Heat batteries can potentially store thermal energy for up to five days, but they work best on a more frequent cycle, points out Keane. He adds: “On this programme, where the batteries are intended for vehicles in daily operation, they will be constantly charged and discharged, an ideal scenario which aids longevity. So far, Sunamp has put its longest-running batteries through over 43,000 charging cycles, with zero performance degradation.”
This project covers installation of two heat batteries with latent temperatures of 58°C and 81°C. The latter is fitted close to the engine, while the other is tucked away in dead space above the fuel tank. Sunamp’s PCMs are both non-flammable and non-toxic, qualities which improve safety even in accident conditions in which the battery cases were breached.
“With these two sources of stored heat on the vehicle we can do a number of things,” Keane explains. “We can release the heat from the 81°C battery to rapidly warm up the engine for a cold morning start, or from both batteries to warm up the driver and passenger cabins.” The production readiness phase of the diesel-electric hybrid solution was due to be completed last month, by which time the system will be ready for field trials.

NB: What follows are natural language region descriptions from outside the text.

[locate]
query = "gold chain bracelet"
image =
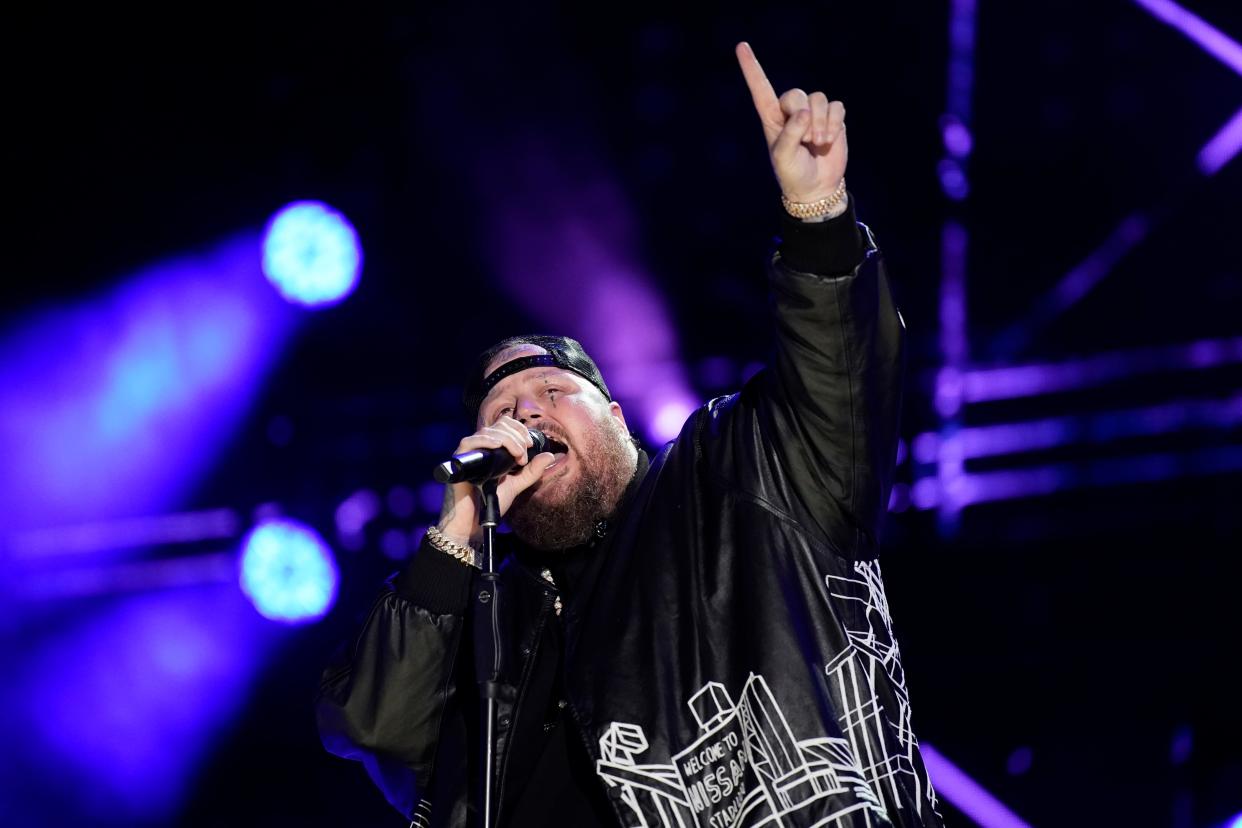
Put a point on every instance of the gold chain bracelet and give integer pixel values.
(815, 209)
(461, 551)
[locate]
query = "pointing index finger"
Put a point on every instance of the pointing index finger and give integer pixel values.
(761, 92)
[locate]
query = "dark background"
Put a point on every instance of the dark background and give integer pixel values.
(1094, 627)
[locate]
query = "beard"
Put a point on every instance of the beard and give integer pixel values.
(566, 518)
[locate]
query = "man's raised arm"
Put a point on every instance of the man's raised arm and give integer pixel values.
(836, 379)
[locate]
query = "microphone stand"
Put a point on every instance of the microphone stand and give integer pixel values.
(487, 642)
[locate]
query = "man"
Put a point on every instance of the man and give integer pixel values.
(696, 639)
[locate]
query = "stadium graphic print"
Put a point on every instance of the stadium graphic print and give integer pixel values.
(747, 769)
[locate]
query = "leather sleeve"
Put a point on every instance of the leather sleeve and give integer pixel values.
(835, 392)
(389, 698)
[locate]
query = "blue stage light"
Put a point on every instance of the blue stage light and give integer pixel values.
(311, 253)
(287, 571)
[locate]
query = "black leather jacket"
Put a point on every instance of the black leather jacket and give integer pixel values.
(729, 653)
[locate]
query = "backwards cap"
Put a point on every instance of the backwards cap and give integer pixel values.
(563, 353)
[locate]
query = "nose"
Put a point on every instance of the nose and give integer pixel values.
(528, 410)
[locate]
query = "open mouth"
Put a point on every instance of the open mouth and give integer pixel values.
(555, 446)
(558, 448)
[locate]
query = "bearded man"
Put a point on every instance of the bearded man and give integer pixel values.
(696, 639)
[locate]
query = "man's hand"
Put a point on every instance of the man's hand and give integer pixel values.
(806, 134)
(458, 517)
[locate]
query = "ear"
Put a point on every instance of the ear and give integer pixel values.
(615, 410)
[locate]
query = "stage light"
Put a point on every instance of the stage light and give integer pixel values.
(311, 255)
(287, 571)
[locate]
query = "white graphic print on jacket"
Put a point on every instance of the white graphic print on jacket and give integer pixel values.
(747, 769)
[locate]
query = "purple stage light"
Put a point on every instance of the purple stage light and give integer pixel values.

Then it will be installed into an as-yet-undecided number of Go-Ahead London’s buses, which will then continue on their standard operational runs. In addition to this diesel-electric version, a related project of a system for fully electric vehicles has reached proof-of-concept phase. That work continues.
BOX: MAKING THE RIGHT CHOICE
A study by the International Council of Clean Transportation (www.is.gd/lilowa) has found that the choice of refrigerant used in vehicle air conditioning systems has a big effect on lifetime costs. It tested three alternatives to the current standard, R134a: R744 (CO2), R1234yf and R152a. Switching to one of these alternatives – which have many times lower global warming potential than R134a – combined with installing systems that have improved efficiency, reduced leakage and using load reduction and powertrain optimisation strategies reduced lifetime costs by $1,000-$3,000, and cut emissions by 70%.